In deze zaak heeft de Rechtbank Den Haag op 6 augustus 2020 een tussenbeschikking gegeven in een echtscheidingsprocedure tussen de man, aangeduid als [Y], en de vrouw, aangeduid als [X]. De man had op 14 augustus 2019 een verzoek tot echtscheiding ingediend, maar trok dit verzoek op 3 januari 2020 in. De vrouw heeft in haar verweerschrift geen zelfstandig verzoek tot echtscheiding ingediend, maar heeft wel verzocht om de echtscheiding uit te spreken en nevenvoorzieningen te treffen. De rechtbank heeft kennisgenomen van verschillende processtukken, waaronder de intrekking van het verzoek door de man en de reacties van de vrouw daarop.

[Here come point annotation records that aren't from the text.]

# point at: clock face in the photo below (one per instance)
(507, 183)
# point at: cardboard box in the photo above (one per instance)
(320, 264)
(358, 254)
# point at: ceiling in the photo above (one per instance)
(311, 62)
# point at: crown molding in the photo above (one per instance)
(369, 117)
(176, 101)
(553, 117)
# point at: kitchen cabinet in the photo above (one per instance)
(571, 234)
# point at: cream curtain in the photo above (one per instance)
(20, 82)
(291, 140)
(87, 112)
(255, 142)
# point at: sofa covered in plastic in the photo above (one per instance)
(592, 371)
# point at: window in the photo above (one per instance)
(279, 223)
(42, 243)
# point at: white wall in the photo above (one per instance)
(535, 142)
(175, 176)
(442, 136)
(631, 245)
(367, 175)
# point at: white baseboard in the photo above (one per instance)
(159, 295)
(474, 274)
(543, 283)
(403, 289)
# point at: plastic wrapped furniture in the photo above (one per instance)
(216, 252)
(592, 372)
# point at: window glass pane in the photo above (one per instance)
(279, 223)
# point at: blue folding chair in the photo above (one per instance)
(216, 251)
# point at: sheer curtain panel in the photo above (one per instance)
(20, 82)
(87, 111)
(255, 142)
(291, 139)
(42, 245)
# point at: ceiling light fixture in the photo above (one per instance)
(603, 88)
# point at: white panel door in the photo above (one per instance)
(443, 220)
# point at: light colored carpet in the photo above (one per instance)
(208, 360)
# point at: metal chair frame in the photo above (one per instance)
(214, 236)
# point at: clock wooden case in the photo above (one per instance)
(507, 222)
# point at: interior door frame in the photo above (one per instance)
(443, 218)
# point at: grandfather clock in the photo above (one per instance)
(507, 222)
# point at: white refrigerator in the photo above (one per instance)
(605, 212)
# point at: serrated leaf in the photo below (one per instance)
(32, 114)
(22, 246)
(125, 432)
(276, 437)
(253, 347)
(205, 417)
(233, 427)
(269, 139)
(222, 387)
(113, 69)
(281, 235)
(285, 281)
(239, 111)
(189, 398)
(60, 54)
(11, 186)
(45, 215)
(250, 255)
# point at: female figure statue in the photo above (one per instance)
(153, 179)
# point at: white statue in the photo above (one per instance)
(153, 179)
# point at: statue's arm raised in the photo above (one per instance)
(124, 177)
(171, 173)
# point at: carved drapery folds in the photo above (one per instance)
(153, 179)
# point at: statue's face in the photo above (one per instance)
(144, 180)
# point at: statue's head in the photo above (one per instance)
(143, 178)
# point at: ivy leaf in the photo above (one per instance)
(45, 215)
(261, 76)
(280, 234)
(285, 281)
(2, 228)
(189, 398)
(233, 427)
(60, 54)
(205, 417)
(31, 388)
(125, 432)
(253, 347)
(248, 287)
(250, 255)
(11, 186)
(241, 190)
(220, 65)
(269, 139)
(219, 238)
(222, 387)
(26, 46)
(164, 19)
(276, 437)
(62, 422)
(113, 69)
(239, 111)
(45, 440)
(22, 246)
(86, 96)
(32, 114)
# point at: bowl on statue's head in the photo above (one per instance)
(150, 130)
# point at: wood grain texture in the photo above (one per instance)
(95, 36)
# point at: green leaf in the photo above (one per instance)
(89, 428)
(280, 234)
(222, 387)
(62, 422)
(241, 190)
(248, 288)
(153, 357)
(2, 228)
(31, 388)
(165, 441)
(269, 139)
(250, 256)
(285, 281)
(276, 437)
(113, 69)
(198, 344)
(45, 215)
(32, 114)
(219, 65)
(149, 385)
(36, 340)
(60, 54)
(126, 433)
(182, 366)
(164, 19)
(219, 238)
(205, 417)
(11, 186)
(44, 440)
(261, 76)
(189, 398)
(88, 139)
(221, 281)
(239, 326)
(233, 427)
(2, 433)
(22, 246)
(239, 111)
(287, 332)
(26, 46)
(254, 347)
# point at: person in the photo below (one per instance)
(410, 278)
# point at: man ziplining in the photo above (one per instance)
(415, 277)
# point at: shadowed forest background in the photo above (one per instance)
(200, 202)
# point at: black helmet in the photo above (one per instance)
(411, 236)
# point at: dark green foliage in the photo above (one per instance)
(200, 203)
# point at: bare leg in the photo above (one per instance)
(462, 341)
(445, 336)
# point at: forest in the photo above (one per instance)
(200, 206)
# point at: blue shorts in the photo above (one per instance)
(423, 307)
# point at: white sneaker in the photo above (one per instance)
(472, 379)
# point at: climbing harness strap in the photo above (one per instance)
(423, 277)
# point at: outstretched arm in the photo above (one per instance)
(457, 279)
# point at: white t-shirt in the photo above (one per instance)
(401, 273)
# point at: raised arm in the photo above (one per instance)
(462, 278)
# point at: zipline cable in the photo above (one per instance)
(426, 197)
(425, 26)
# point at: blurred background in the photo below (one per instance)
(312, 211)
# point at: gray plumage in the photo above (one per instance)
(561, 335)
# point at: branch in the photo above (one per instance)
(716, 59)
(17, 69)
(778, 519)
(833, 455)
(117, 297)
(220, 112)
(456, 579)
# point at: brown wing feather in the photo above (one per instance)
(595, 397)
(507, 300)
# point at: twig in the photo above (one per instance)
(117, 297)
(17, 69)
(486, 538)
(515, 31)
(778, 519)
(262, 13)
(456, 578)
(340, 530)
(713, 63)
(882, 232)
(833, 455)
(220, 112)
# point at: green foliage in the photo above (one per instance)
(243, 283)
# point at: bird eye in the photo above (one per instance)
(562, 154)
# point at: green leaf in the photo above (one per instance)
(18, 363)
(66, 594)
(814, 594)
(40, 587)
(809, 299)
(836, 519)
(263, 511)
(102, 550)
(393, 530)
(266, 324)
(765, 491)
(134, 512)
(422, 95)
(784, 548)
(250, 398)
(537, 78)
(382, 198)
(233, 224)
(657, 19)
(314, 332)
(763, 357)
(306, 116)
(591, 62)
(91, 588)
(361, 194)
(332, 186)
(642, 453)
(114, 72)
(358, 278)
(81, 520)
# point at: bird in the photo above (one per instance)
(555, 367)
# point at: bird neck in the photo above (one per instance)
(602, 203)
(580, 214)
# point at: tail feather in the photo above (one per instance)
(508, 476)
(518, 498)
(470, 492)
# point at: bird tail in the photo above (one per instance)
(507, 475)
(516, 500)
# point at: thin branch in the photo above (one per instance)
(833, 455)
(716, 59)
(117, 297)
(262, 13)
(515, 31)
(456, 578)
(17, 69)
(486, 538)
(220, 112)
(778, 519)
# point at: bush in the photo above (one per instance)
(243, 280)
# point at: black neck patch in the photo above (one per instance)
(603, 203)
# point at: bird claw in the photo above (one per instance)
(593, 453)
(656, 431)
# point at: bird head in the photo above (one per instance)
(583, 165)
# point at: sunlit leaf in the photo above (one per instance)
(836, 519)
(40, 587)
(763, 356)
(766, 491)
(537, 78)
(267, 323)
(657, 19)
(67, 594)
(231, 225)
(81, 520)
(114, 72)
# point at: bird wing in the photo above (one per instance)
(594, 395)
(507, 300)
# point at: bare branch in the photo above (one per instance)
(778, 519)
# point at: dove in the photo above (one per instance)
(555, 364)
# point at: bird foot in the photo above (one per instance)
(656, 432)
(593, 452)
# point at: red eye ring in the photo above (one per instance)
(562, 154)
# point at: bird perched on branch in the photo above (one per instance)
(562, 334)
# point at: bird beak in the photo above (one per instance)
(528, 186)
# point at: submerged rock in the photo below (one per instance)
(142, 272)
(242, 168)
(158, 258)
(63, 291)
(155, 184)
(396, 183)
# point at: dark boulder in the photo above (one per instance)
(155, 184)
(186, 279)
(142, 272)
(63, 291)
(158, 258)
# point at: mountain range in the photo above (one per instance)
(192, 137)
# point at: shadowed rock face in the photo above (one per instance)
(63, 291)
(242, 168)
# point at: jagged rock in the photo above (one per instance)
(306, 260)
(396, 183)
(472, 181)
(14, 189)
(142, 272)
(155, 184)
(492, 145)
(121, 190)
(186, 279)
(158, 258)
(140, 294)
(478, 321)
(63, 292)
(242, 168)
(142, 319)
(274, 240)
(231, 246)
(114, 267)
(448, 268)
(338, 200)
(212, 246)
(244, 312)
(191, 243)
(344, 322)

De rechtbank heeft beoordeeld of de vrouw ontvankelijk is in haar verzoeken, nu de man zijn verzoek tot echtscheiding heeft ingetrokken. De vrouw stelt dat de intrekking in strijd is met de goede procesorde en dat er sprake is van misbruik van recht. De rechtbank oordeelt dat de man bevoegd is zijn verzoek te wijzigen of in te trekken zolang er geen eindbeschikking is gegeven. De rechtbank concludeert dat de intrekking van het verzoek niet in strijd is met de goede procesorde en dat de vrouw haar verzoek tot echtscheiding had moeten indienen voordat de man zijn verzoek introk.
De rechtbank wijst de man erop dat zijn handelwijze de verstandhouding tussen partijen schaadt en dat dit nadelige gevolgen heeft voor hun minderjarige dochter. De rechtbank geeft de man de gelegenheid om zijn intrekking te heroverwegen en houdt verdere beslissingen aan tot 1 september 2020. De beschikking is gegeven door rechter H.M. Boone, bijgestaan door griffier M.I. Noordegraaf, en is uitgesproken ter openbare terechtzitting.